Tight spreads between bid / ask can be summarized as competitive pricing specially when it involves a fifth decimal price movement. This is more to the advantage of the average term traders who values each point whenever the leverage amount is substantially high.this is where interbank traders who manages a huge amount of leverage trades and volume do look after their spreads upon entry and exit points.However, in some cases it does matter as it wither makes or breaks a trade especially for short-term traders.

It was only in the most recent decade that newer trading technology ahve adapted the fifth decimal point as a way to tighten the spreads between the currency pairs. Although, there is no assurance that the tight spread would exist during a rapid market movement which happens to be fundamentally fueled making a gap or huge difference between bid and ask prices.And this proves to be true even on the most sophisticated trading platform where requotes often occur during such extreme price action.

In normal market conditions between the opening sessions between the three different time zones; spreads between the major pairs are tamed. However, most traders who happen to be more familiar with this situation would normally take advantage between the weeks's closing and opening prices. Which one may find some discrepancy in prices between the closing prices of US (New York) and Asia (Japan) opening sessions.Although, these also occurs during end of trading sessions between the three major markets.
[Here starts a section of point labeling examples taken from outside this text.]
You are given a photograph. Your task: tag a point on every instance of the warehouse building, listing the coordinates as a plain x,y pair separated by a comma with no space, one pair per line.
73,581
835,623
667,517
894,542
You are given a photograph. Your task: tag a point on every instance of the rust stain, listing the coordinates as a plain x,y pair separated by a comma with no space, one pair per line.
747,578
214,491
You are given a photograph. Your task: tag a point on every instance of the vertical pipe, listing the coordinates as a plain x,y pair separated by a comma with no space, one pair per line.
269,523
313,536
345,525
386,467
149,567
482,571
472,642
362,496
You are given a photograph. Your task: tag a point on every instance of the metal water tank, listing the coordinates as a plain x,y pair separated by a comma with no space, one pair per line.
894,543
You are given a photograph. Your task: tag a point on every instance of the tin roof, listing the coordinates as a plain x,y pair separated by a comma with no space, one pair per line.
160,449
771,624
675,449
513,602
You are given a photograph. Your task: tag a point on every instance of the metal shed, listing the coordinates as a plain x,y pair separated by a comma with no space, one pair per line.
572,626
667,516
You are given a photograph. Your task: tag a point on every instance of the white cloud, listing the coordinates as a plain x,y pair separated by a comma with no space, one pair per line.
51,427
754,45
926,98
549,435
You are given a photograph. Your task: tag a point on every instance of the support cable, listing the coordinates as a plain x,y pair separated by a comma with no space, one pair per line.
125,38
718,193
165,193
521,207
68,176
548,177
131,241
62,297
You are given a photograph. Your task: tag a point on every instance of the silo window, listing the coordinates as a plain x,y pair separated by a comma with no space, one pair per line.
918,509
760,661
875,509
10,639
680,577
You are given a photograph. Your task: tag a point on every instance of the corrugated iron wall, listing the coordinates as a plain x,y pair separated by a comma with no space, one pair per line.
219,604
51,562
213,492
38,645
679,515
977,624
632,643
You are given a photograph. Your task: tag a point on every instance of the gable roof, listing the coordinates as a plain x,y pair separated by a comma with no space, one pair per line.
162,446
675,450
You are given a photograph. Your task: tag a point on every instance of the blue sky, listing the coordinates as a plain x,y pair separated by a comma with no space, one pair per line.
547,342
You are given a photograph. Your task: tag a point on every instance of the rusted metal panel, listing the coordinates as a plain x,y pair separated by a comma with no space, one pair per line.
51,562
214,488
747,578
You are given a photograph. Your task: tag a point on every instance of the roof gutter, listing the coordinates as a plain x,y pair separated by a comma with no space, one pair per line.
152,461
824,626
Relatively,concentrating on the spreads can be very taxing at times but the more important issue of spread trading between other foreign currencies with the majors by utilizing cross rates, options and other foreign based currency trades may prove to be more useful. The irony of the matter is that it takes a little more sophistication and quite an expensive investment to be able to fully incorporate these strategies in the trading. As for the speculative trading its a lot simplier as investors simply try to speculate price trends in the event of making some money in exchange for the risk of loss while doing so.
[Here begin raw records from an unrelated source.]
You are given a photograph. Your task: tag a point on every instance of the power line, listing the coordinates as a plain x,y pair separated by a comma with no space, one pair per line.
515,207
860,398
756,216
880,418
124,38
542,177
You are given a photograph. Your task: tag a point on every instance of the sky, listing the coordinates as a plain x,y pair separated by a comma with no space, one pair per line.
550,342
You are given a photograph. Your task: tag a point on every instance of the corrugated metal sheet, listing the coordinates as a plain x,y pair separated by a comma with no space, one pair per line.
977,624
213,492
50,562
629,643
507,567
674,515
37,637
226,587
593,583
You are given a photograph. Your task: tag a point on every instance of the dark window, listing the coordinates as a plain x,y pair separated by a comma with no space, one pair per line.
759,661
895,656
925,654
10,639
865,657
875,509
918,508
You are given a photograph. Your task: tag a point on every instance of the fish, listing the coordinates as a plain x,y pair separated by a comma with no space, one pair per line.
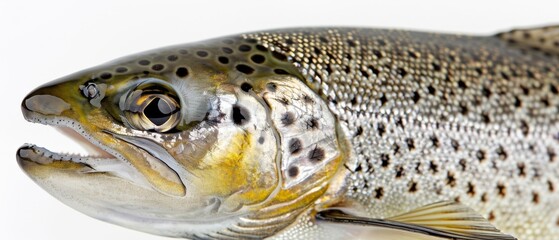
314,133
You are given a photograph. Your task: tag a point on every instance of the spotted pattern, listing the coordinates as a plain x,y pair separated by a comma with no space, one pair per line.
472,119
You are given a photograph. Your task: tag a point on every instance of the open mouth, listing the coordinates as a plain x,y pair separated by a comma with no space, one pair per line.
98,160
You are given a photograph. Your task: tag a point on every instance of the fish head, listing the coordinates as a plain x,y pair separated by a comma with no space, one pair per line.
187,141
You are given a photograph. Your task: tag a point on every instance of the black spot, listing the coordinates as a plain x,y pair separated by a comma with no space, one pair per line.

With the current market conditions, the price fluctuations are even so wide that more trades done in the Foreign currency market could easily be taken out in a short notice.A trader may eventually get a good price and spread but would not do well in staying on the trade as it would be taken out quickly due to the wide trading range. So considering the finer points of trading the forex market, the spreads between the bid/ask would be dependent upon the market conditions where liquidity, volumes, general market sentiments do play a greater role as demand and supply factors weighs-in on the prices. Not to mention the technical and fundamental factors that also influences these prices and traded worldwide.